Y si tuviera que elegir un lugar por encima de todos, no tendría ninguna duda: empezaría por la Grand Place. El centro histórico concentra buena parte de lo mejor de Bruselas y es donde más tiempo recomiendo dedicar. A partir de ahí hay otros recorridos que merecen mucho la pena, especialmente el que une el Mont des Arts con el barrio de Les Marolles, pasando por el Palacio Real y los jardines del Petit Sablon. Más alejados quedan el Atomium y Laeken, así como el barrio europeo y el parque del Cincuentenario.
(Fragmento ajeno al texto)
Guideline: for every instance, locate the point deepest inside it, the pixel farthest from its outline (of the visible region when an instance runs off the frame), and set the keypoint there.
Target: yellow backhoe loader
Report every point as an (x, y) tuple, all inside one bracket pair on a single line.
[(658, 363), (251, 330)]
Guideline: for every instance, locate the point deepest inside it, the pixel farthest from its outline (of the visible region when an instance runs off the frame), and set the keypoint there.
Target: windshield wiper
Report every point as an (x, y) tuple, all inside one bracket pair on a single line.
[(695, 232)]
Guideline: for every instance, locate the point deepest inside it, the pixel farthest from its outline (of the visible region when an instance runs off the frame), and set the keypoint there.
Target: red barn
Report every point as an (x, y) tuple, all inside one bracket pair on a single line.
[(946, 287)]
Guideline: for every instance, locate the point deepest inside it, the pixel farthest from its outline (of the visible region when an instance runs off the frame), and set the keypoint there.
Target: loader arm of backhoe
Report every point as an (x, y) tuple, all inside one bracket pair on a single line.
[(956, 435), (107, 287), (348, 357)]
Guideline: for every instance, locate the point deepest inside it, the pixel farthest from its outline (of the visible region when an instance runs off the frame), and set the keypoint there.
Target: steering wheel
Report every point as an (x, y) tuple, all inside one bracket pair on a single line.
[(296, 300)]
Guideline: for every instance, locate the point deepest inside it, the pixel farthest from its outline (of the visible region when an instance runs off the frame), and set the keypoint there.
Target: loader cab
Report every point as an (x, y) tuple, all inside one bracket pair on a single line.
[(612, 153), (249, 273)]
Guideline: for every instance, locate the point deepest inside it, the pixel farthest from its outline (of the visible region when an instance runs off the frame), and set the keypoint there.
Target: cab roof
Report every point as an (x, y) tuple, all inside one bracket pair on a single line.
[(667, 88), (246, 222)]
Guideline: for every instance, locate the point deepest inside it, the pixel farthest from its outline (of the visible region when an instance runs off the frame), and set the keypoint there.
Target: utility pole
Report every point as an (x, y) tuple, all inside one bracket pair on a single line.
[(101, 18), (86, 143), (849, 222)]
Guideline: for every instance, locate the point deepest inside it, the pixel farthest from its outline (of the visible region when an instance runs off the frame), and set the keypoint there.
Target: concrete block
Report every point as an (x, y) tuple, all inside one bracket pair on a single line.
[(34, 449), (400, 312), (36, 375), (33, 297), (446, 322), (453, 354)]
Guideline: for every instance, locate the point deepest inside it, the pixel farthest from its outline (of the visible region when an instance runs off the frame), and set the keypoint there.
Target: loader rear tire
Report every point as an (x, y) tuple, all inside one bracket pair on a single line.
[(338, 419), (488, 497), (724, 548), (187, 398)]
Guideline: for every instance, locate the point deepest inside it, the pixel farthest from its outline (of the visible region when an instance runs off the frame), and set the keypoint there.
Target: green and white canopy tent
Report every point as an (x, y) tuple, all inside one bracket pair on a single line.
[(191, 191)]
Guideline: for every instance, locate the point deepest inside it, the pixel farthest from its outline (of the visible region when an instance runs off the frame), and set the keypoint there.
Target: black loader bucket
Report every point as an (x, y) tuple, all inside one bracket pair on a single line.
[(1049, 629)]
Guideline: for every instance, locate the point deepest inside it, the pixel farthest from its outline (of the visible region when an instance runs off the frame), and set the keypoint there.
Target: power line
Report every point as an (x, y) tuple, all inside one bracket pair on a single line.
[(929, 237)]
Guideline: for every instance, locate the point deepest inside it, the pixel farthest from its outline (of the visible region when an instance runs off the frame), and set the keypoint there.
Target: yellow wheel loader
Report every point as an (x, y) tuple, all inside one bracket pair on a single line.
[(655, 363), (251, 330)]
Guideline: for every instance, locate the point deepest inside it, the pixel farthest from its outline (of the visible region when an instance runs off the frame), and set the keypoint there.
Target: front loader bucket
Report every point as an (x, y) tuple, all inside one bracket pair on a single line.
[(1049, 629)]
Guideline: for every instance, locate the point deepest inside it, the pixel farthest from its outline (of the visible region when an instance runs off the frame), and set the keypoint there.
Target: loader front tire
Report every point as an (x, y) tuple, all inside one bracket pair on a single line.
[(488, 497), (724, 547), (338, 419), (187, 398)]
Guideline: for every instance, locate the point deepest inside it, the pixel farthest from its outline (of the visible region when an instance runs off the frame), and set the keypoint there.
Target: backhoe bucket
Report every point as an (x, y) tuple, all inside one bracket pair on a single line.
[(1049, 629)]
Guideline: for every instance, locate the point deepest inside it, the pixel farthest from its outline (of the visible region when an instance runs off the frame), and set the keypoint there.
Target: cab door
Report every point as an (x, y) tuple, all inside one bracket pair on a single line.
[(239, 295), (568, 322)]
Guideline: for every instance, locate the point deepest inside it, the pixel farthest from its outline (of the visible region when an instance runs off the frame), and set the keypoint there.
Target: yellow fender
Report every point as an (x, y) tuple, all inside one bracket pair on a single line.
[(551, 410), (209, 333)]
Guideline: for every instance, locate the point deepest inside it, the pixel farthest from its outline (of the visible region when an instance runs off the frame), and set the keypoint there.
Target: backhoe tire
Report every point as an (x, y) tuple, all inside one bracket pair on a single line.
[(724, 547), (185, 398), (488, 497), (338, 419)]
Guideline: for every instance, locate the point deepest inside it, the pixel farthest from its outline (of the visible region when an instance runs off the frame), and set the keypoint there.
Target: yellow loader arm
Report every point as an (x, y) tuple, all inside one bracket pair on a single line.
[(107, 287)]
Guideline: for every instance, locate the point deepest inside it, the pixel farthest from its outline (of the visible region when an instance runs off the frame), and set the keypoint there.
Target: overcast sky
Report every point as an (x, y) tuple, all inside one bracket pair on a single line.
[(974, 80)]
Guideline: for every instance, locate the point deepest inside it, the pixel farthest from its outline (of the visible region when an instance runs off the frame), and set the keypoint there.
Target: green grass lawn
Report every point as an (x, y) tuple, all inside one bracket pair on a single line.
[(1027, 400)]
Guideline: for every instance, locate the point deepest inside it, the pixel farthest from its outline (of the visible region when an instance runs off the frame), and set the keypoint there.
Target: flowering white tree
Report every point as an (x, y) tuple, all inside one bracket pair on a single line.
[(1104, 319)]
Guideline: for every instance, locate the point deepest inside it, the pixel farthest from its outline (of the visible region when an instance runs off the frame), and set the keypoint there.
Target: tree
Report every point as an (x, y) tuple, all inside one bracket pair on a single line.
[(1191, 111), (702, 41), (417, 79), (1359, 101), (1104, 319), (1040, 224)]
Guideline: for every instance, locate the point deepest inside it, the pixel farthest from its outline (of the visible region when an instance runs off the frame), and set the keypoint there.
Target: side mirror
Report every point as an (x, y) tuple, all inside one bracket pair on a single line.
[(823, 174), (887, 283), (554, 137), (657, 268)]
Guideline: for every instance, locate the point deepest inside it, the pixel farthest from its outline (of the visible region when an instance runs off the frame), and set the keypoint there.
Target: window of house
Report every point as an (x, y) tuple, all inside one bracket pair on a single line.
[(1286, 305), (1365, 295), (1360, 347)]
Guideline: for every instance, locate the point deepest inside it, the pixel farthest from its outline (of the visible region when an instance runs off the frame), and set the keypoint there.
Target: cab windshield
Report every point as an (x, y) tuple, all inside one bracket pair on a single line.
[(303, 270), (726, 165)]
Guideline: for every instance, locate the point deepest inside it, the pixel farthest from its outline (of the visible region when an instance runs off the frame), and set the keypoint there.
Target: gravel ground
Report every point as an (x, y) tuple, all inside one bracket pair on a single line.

Esta es mi selección de los lugares que ver en Bruselas y que considero más interesantes después de haberla recorrido varias veces, pero también una propuesta para visitarlos con cierto orden y no limitarse a ir tachando monumentos de una lista.
La Grand Place merece ser el punto de partida de cualquier visita a Bruselas. Puedes haber visto decenas de fotografías antes de llegar, pero encontrarte por primera vez en mitad de la plaza sigue impresionando.
Está completamente rodeada por edificios históricos de fachadas extraordinariamente ornamentadas. Entre ellos destaca el Ayuntamiento de Bruselas, con su enorme torre gótica, pero sería un error fijarse únicamente en él. Merece la pena recorrer lentamente todo el perímetro y observar las antiguas casas gremiales, cada una con sus esculturas, símbolos y detalles. Frente al Ayuntamiento se encuentra la Maison du Roi o Casa del Rey, que actualmente alberga el Museo de la Ciudad de Bruselas.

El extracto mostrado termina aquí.